In this article I’ll be discussing the pros and cons of jacket linings – because a man should always know what his options are.
Jacket linings come in a wide variety of materials and styles, ranging from a full lining of brightly-colored silk to a completely unlined jacket.
First, a few menswear definitions:
The “lining” of the jacket should not be confused with the “canvas.”
The canvas is a layer of material attached to the inside of a jacket to give it shape, while the lining is a thinner layer of cloth that lies between the wearer’s body and the canvas and jacket interior.
Some jackets are unlined. In this case, the inside will be finished in the same material as the outside.
Since a lining hides some seams, an unlined jacket typically requires more professional finishing, which increases the cost.
Half-lined jackets usually have lining across the upper half of the back and down the sides of the jacket, but not on the lower part of the back.
Quarter-lined or butterfly jackets are similar to a half-lining, but with the lining removed from the sides of the jacket. Only a small panel across the back and the sleeves are lined.

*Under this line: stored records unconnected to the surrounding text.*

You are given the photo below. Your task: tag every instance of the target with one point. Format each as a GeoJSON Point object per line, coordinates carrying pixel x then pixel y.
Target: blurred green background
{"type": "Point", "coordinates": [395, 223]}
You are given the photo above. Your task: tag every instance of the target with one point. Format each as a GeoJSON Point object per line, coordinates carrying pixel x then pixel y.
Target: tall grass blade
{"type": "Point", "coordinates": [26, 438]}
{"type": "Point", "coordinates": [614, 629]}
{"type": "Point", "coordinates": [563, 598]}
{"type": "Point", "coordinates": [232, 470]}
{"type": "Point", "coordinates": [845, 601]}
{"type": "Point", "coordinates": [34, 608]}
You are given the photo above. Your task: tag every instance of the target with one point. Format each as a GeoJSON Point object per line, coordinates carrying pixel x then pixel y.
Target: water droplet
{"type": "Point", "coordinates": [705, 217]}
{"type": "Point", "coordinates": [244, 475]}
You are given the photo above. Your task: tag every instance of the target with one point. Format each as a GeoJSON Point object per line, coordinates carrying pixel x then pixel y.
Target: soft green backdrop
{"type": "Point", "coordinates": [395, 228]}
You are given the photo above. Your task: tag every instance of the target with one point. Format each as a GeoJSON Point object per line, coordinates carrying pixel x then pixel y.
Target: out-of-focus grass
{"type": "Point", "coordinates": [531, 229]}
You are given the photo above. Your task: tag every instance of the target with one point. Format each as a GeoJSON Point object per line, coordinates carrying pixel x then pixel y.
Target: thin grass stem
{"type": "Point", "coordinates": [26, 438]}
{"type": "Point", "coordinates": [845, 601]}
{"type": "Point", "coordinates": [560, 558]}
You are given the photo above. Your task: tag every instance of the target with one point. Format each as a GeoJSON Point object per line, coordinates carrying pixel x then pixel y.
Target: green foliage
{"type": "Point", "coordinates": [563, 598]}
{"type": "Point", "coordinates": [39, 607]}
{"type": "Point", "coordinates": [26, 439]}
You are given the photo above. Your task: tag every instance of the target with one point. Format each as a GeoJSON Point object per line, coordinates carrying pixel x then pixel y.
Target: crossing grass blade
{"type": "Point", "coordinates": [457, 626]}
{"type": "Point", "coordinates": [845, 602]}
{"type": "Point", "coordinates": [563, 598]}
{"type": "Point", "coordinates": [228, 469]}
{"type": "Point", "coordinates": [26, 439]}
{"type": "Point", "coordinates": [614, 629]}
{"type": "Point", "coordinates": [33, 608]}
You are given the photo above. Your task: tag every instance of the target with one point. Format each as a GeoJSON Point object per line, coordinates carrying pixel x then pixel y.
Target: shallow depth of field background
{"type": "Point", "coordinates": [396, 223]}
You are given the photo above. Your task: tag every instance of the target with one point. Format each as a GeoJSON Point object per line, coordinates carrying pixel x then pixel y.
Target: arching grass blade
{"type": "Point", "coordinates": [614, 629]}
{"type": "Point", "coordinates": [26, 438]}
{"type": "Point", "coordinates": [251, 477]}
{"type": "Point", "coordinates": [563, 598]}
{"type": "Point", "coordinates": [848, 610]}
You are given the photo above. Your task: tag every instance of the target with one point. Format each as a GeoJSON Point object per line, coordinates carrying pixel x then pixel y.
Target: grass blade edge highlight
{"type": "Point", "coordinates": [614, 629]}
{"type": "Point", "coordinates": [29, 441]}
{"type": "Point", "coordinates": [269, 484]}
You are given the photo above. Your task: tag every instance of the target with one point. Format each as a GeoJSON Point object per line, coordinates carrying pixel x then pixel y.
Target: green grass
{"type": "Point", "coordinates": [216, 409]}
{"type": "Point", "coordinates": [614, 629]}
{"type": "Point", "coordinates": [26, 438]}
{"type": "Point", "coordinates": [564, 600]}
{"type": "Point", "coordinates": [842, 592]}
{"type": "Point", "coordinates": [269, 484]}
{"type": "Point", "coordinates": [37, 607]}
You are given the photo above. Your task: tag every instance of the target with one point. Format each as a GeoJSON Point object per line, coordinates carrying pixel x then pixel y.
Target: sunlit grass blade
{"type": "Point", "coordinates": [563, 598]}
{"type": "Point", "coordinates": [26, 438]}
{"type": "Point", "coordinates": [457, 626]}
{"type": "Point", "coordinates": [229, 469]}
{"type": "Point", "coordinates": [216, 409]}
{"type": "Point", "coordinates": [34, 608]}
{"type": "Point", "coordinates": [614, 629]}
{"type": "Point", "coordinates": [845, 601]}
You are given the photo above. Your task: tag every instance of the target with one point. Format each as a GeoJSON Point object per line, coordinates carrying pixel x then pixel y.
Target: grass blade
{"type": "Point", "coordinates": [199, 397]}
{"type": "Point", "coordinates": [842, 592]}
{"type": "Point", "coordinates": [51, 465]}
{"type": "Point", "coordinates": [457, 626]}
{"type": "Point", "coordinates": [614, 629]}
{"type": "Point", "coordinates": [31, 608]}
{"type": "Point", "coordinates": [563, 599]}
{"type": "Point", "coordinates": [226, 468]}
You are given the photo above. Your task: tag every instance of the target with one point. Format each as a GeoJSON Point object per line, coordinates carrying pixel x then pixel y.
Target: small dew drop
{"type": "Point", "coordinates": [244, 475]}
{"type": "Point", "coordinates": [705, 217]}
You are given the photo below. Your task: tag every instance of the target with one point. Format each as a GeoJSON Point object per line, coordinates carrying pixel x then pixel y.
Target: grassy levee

Skeleton lining means what it sounds like — as little lining as possible, usually only a small covering in the upper back to protect the suit canvas.
Advantages of a Jacket Lining:
A lined jacket has more weight to it. The extra layer of cloth helps tug the garment firmly down on your shoulders, making it fall smoothly from top to bottom.

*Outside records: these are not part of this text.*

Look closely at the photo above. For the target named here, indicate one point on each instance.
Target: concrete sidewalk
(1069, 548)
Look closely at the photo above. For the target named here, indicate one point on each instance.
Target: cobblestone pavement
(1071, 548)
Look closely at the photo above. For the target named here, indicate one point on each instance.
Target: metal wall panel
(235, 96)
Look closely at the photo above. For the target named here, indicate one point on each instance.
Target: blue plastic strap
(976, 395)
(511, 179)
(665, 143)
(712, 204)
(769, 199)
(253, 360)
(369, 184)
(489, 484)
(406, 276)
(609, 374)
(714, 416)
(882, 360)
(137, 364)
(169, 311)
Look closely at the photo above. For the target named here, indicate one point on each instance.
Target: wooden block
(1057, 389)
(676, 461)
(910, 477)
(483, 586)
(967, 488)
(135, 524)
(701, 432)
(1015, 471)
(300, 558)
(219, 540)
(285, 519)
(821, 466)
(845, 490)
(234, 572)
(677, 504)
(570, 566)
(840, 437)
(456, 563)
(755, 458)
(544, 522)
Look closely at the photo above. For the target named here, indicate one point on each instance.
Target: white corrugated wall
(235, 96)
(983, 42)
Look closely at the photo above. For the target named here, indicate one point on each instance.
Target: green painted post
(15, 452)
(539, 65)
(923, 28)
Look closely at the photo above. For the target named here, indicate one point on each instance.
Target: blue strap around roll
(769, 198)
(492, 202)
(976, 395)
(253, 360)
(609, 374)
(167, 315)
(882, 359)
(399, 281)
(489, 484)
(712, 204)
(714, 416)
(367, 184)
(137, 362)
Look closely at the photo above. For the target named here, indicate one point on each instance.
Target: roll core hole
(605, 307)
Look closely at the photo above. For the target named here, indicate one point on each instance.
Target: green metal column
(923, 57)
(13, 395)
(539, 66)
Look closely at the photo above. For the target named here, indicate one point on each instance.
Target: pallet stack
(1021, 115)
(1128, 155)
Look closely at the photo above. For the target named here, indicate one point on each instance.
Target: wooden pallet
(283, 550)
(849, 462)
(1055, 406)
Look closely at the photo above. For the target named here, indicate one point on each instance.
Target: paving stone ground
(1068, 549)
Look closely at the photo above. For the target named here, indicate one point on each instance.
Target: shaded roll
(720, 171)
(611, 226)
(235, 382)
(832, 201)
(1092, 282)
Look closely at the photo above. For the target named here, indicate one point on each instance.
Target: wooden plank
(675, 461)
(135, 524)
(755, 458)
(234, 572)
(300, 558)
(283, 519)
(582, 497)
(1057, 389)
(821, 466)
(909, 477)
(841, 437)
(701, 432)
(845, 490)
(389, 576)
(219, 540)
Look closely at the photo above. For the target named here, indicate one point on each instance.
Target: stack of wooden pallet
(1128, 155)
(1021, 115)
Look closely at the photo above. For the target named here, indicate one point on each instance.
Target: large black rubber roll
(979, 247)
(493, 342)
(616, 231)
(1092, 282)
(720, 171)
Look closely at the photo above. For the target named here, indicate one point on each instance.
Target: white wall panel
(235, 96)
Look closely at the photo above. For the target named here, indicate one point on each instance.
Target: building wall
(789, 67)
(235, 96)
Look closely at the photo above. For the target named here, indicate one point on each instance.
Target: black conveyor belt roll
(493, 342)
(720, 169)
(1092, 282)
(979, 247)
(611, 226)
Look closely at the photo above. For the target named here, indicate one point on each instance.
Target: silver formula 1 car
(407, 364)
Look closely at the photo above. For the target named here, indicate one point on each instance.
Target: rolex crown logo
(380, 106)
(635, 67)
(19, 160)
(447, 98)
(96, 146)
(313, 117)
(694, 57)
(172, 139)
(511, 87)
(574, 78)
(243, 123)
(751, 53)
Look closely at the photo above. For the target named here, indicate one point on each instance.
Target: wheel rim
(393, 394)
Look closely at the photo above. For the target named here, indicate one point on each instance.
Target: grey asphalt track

Lining also provides protection for the inside of the jacket. Not only does it help absorb any sweat you might generate (reducing the need for frequent dry cleaning), it also provides another layer of cloth to stretch when your body moves. This reduces the amount of tugging on the actual suit material, extending its lifespan.
Certain pocket styles are sewn into the lining, particularly interior breast pockets (sometimes called “eyeglass pockets”). Unlined jackets lack these pockets, and usually need the somewhat informal patch-style pockets on the outside.
Lined jackets are usually less expensive than unlined because they require less interior finishing. Linings can also be replaced reasonably easily if they wear out, whereas a worn jacket interior means it’s time for a new jacket.
Advantages of an Unlined Jacket:
Despite the advantages of a lining, many men swear by unlined or skeleton linings. A primary reason for buying an unlined jacket is summer or hot-weather wear: unlined jackets are simply lighter and more breathable. Quarter-lining can be a good compromise for men who want a bit of added durability and the option of interior pockets.
Loose-weave fabrics like seersucker, hopsack, and many linens are more difficult to fit a lining for. The lining needs to be able to tighten and go slack whenever the jacket does, and a typical lining won’t have the same amount of tension in it as these looser weaves.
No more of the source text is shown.